The authors of [32] proposed their own specially designed datasetы—RusIdioStyle. The peculiarity of the dataset was using mostly short texts on different topics written by 125 authors. For authorship identification, a scheme of pairwise classification was used in the case that this method is close to the real forensic examination. In cross-topic tasks, semantic coherence features were introduced to supplement well-established n-gram features. Distance-based measures were compared with ML algorithms (SVM, KNN). The authors identified 17 out of 300 features as the most significant. Among them were frequency distributions of six punctuation marks, five words, four symbols, and two parts of speech. The results of the experiment confirmed the authors’ hypothesis that for short texts distance-based measures work better than ML methods. Moreover, the results of the pairwise classification show that in complex cross-thematic scenarios the best results were obtained for features that did not depend on the topic of the text. In the pairwise comparison, the obtained accuracy was from 60.1% to 87.5%.

The Russian language has many unique characteristics that distinguish Russian from others: specific accents, complex word formation, borrowings from ancient Slavic languages. As a result, it is incorrect to use the set of informative features which provide high accuracy for other languages. In addition to the language, the size in characters and the theme of the text impose some limitations on the method.

2.3. Related Works on Using FastText for Authorship Attribution

In NLP tasks, much attention is paid to the quality of word representation. The fastText library in the implementation of Facebook [33] is a significant step in the evolution of vector semantic models and ML in text processing. However, it has not been applied to determine the authorship of short Russian-language texts yet, and it was decided to pay special attention to this model in this study. The main advantage of fastText is the processing speed in comparison with other models. Skip-gram negative sampling is used to model vector representations of words. Some languages (including Russian) contain compound words. Therefore, a subword model is added to the basic model, allowing the representation of words in the form of n-grams. Hashing is used to fix the dimension of features.

To solve the problem of identifying the author of a Bengali text, the authors of the study [34] applied the approach based on fastText due to the rapid training of the model. The dataset was obtained from three online public blogs. The total dataset consisted of 3 authors. 300 texts per author were used as the training dataset and 50 were used for testing.
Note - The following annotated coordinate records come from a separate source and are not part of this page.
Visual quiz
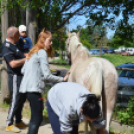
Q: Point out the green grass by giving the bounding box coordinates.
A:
[52,59,70,69]
[102,54,134,67]
[52,54,134,68]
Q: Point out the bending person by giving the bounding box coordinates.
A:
[20,29,68,134]
[47,82,105,134]
[2,26,26,133]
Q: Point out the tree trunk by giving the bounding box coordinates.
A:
[1,1,10,102]
[20,8,26,25]
[26,0,37,45]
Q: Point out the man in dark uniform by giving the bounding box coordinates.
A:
[2,27,26,132]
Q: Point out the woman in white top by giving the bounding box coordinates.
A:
[20,29,68,134]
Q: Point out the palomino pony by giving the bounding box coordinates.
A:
[66,32,118,134]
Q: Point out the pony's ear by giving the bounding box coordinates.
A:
[67,31,71,37]
[77,30,81,38]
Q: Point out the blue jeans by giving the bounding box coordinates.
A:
[46,100,78,134]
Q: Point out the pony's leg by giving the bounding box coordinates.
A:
[105,75,118,134]
[88,122,97,134]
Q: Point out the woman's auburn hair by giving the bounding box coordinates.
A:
[27,28,54,59]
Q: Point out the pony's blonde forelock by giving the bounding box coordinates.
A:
[27,28,54,59]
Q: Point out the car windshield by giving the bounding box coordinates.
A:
[118,70,134,78]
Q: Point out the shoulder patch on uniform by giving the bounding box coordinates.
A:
[5,43,10,47]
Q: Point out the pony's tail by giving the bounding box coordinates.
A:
[90,61,103,99]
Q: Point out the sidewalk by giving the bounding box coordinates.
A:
[0,111,53,134]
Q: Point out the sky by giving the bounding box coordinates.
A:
[67,13,123,38]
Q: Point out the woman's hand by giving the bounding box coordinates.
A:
[63,71,70,81]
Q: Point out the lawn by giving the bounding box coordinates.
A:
[52,54,134,68]
[102,54,134,67]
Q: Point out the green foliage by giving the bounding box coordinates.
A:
[109,25,134,48]
[118,97,134,125]
[81,39,91,49]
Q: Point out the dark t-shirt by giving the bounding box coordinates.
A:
[2,41,25,76]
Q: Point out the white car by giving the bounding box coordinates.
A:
[114,47,127,53]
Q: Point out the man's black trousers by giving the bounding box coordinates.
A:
[7,74,26,126]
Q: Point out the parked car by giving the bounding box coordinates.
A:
[107,48,115,54]
[89,49,104,55]
[114,47,127,53]
[116,63,134,107]
[121,51,130,56]
[126,47,134,55]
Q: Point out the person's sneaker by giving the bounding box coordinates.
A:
[6,125,20,133]
[15,122,27,128]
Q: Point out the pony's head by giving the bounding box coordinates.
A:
[65,31,80,61]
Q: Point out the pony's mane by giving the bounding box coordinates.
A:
[69,32,88,55]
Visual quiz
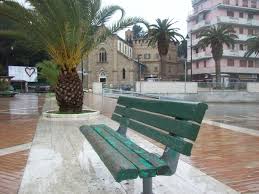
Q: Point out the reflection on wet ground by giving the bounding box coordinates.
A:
[206,103,259,130]
[0,94,44,193]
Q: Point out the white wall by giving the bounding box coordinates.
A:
[136,82,198,94]
[247,83,259,93]
[93,82,103,94]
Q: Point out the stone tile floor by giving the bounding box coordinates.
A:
[0,95,44,194]
[0,95,259,194]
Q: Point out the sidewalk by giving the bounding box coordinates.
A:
[0,95,43,194]
[19,97,237,194]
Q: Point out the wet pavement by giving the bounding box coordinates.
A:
[0,94,259,194]
[0,94,44,194]
[205,103,259,131]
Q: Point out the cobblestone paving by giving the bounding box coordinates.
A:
[0,95,44,194]
[86,95,259,193]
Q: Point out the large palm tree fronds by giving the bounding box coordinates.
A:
[146,19,184,79]
[245,36,259,57]
[0,0,144,112]
[196,25,238,60]
[196,25,238,82]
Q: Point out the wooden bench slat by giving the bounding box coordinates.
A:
[91,125,156,178]
[94,125,170,175]
[114,106,200,141]
[117,96,208,123]
[112,114,192,156]
[80,125,138,182]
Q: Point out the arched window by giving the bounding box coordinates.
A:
[122,68,126,79]
[99,48,107,63]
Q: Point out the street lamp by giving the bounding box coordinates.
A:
[137,54,142,81]
[186,31,192,81]
[138,54,142,93]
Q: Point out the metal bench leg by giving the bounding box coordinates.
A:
[143,178,152,194]
[161,147,180,174]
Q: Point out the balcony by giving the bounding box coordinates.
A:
[218,3,259,12]
[237,34,255,41]
[217,16,259,27]
[223,50,259,58]
[192,52,212,61]
[192,20,211,31]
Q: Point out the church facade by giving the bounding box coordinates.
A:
[82,30,183,88]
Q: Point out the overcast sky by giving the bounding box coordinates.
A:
[18,0,192,38]
[103,0,192,38]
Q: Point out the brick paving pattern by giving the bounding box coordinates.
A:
[86,95,259,193]
[0,95,44,194]
[182,124,259,193]
[0,150,29,194]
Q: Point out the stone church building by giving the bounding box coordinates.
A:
[82,30,181,88]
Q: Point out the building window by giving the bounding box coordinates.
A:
[122,68,126,79]
[248,28,254,35]
[168,66,172,73]
[228,59,235,67]
[196,61,199,69]
[243,0,248,7]
[144,54,150,59]
[239,60,247,67]
[119,42,121,52]
[239,44,244,51]
[228,44,235,50]
[251,0,257,8]
[248,60,254,67]
[227,11,234,17]
[239,27,244,34]
[223,0,230,5]
[99,48,107,63]
[248,13,254,20]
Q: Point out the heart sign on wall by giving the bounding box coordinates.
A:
[25,67,36,77]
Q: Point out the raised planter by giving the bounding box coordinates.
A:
[43,109,100,120]
[0,91,17,97]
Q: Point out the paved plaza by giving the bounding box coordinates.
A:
[0,94,259,193]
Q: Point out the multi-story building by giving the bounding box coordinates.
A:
[188,0,259,82]
[125,30,184,80]
[83,35,139,88]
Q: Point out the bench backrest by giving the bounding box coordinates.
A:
[112,96,208,156]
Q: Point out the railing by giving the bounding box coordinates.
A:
[103,88,160,99]
[198,82,247,92]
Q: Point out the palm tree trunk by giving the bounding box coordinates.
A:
[214,59,221,87]
[160,55,166,80]
[56,69,84,113]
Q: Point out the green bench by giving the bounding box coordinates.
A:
[80,97,208,194]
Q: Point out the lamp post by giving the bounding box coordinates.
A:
[138,54,142,93]
[186,30,192,81]
[184,59,187,93]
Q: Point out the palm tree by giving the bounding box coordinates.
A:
[147,19,184,79]
[196,25,237,83]
[0,0,144,113]
[245,36,259,57]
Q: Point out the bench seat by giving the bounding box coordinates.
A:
[80,125,172,182]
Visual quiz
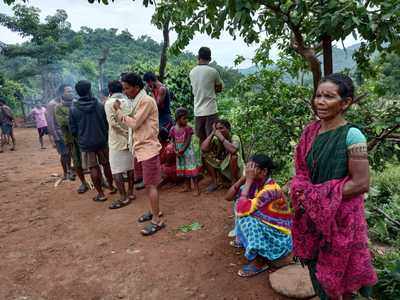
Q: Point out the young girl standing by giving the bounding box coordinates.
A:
[170,107,201,196]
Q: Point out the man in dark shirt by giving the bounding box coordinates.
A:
[0,99,15,153]
[143,72,173,130]
[69,80,117,201]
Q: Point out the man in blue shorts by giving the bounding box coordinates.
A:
[0,99,15,153]
[46,84,75,180]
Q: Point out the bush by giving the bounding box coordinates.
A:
[366,164,400,247]
[373,251,400,300]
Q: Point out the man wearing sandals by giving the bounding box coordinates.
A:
[104,80,135,209]
[69,80,117,202]
[114,73,165,235]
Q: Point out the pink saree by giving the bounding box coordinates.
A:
[291,121,377,299]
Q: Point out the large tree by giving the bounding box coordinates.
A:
[0,5,80,102]
[148,0,400,91]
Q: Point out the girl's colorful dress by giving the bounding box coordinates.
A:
[170,125,201,178]
[160,142,177,182]
[235,179,292,261]
[291,121,377,300]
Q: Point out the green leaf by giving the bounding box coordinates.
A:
[178,222,203,233]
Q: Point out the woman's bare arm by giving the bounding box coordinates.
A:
[343,144,369,198]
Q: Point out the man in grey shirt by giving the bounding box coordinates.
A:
[190,47,223,143]
[46,84,75,180]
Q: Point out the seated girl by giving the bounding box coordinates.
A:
[169,107,201,196]
[226,154,292,277]
[158,127,178,186]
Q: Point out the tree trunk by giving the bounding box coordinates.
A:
[41,65,62,103]
[99,63,103,93]
[158,20,170,82]
[322,35,333,76]
[99,47,110,95]
[291,30,322,91]
[19,99,26,121]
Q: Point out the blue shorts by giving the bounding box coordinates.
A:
[54,140,69,156]
[1,124,12,135]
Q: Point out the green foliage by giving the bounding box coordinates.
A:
[148,0,400,76]
[0,73,25,114]
[373,249,400,300]
[178,222,203,233]
[366,162,400,247]
[220,69,311,179]
[0,5,80,100]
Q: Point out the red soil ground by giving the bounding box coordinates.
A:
[0,129,284,300]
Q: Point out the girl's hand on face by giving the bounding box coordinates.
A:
[211,122,217,135]
[214,130,225,142]
[245,161,258,181]
[113,99,121,111]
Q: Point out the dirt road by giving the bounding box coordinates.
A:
[0,129,284,300]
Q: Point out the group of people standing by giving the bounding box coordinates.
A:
[0,47,377,300]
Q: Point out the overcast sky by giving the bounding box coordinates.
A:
[0,0,355,67]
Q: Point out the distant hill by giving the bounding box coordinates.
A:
[238,44,360,75]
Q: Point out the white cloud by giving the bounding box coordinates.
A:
[0,0,355,67]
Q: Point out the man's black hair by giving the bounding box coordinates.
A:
[215,119,232,131]
[143,72,157,82]
[57,83,71,96]
[198,47,211,61]
[121,73,144,89]
[250,154,275,174]
[175,107,189,121]
[75,80,92,97]
[105,80,122,96]
[158,127,169,142]
[321,73,354,100]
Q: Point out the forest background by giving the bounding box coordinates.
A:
[0,0,400,299]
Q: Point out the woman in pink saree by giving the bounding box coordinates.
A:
[291,74,377,300]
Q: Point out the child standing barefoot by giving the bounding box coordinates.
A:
[170,107,201,196]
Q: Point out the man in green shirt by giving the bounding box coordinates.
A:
[54,94,89,194]
[201,120,244,192]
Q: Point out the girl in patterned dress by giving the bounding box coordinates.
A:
[226,154,292,277]
[170,107,201,196]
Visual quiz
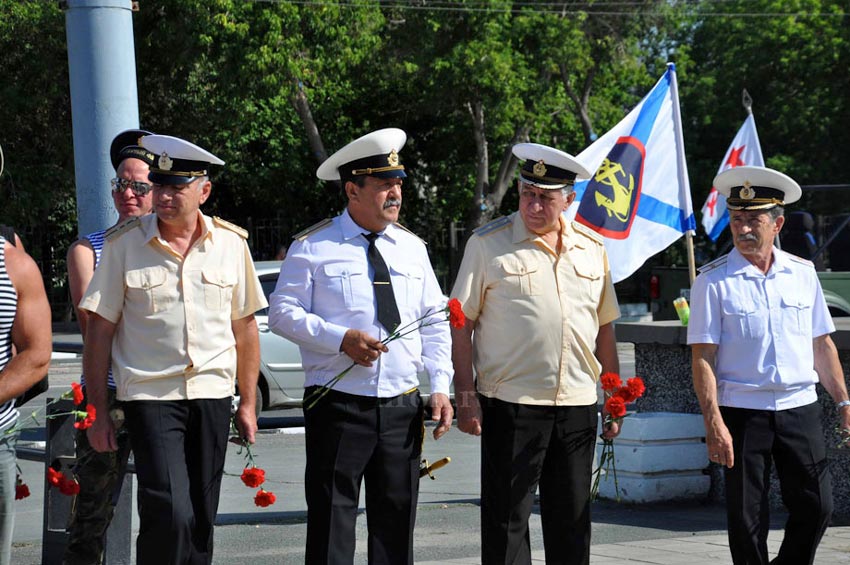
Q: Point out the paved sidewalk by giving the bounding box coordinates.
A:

N-grams from one to five, as well as various combinations of them, were used as feature sets. Using fastText, an accuracy of 82.4% was achieved, surpassing the NB classifier’s best accuracy of 69%, but inferior to SVM’s 85%. Using n-grams of length 5, the training time of SVM was 2700 ms, of NB was 2235 ms, and of fastText was only 147 ms.

The article [35] solved the problem of short texts authorship identification. The authors hypothesized that such research could be useful for improving chatbots and personal assistants. The study compared the effectiveness of LR training on TF-IDF text representation and fastText using the dataset consisted of subtitles of 236 episodes of the TV series “Friends”. All punctuation marks, monosyllabic sentences, and replicas uttered by two or more actors at the same time, were removed. Train and test sets were obtained by 80:20 splitting. For quality estimation, 5-folds cross-validation was performed. Experiments were carried out for 2 to 30 word samples. The accuracy of TF-IDF was about 5% better than fastText’s. The best accuracy for TF-IDF was obtained with 25 words—36% and for fastText—31%.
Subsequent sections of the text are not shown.